Understanding viscosity of strongly bonded particles may hold the key for quantum computing, clean energy
Substances have varying viscosities—honey drips slowly off a dipper, while wine pours freely and easily from the bottle—and those different thicknesses or stickiness can tell them a lot about a specific material or substance’s physical properties.
New research from the University of Colorado Boulder, recently published in Physical Review Letters, shows that it’s possible to calculate the viscosity of a substance with very strongly bonded particles, a phenomenon known as infinite coupling. The calculation, which was previously thought to be impossible, is an important first step toward understanding substances with promising potential for everything from quantum computing to clean energy.
"This paper basically says, 'Just shut up and calculate,'" said Paul Romatschke, CU Boulder associate professor of physics and the study’s author. "You basically just barrel through. Normally, this is an impossible calculation to do for most substances. However, if you cleverly select the substance you’re calculating, there is a way to do it. This is the first time there is a calculation of a viscosity value for a substance at infinite coupling without any conjectures, without any hand-waving."
Scientists have yet to discover a definitive upper limit for viscosity—they keep finding substances with increasingly larger and larger viscosity values, or substances with very high resistance when flowing around an obstacle. (For example, it takes between seven and 13 years for a single drop of pitch tar to fall because of the substance’s extremely high viscosity.)
There does seem to be a lower limit for viscosity, however. Substances like superfluid helium and ultra-cold quantum gasses have extremely low viscosity values around 0.1 to 0.2.
Scientists have also determined that materials with low viscosity values tend to have very strongly coupled particles, which has led them to wonder about the viscosities of substances with infinite coupling.
"Experimentally, you can’t do that—there’s a limit to how much you can crank up the coupling—but theoretically you can," Romatschke said.
Calculating viscosity at weak coupling is difficult to begin with, and it’s generally considered to be impossible at infinite coupling. To get around this hurdle, physicists typically use a conjecture first developed in the 1990s. However, the conjecture is unproven, so researchers would ideally like to be able to perform this calculation without it. That’s where Romatschke’s latest work comes into play.
"This calculation can be done, it doesn’t involve any conjecture and you get a good result," he said. "It opens a window to allow you to do calculations where people normally shook their heads and said, 'That’s completely impossible, nobody can do that.' It is essentially showing a road map on how to progress in the future. We can look at other problems in physics and hopefully understand more about these exciting substances that are strongly coupled."
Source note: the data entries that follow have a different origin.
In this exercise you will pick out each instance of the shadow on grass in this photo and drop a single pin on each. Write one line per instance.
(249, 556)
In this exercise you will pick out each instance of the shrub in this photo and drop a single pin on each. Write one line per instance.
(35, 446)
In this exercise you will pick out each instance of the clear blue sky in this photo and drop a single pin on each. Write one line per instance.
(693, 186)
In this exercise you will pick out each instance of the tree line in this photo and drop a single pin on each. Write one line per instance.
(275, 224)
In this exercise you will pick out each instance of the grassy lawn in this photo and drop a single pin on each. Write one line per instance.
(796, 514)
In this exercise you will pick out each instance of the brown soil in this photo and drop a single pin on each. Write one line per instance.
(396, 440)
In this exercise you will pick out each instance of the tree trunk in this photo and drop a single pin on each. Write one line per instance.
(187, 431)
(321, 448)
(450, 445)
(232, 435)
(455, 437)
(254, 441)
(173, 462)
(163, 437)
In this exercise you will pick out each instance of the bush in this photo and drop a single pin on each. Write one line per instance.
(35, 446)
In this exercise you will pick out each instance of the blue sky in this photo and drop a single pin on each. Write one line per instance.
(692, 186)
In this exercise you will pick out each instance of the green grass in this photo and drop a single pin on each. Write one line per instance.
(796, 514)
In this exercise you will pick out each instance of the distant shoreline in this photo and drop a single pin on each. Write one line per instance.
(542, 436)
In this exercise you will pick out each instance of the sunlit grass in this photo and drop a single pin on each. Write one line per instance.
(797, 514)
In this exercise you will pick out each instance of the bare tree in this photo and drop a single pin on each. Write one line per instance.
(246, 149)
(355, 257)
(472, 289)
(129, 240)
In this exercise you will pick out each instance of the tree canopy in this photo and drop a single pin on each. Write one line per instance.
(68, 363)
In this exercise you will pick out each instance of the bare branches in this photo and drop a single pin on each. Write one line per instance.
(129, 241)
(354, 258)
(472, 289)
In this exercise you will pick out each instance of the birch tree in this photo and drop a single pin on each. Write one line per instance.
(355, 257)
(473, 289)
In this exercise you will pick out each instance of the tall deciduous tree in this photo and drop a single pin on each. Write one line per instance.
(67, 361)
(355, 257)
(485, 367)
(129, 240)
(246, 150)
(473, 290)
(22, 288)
Some of the substances that scientists would like to better understand include graphene, a two-dimensional sheet of engineered graphite with properties that could prove useful in the realm of quantum computing.
This calculation is essentially showing a road map on how to progress in the future."
Others are high-temperature superconductors, or materials that could conduct electricity at room temperature without any losses. Using Romatschke’s calculation, researchers may be able to better predict which substances would make good high-temperature superconductors.
"Basically, it’s one of the holy grails of clean energy, because if you have a high-temperature superconductor, you can store current infinitely as if it’s a giant battery and never lose any efficiency," he said. "You could store a lot of energy in it and drain it out as you want to. It would revolutionize energy storage in real-world applications."
The calculation also has the potential to help researchers check and verify the accuracy of their quantum computing and machine learning systems, Romatschke said.
"This is something that no classical computer can do, but potentially a quantum computer could calculate something like this and then you would want to know whether it has the right answer," he said. "You can validate the quantum computer by calculating this same property and comparing it with the values in the paper."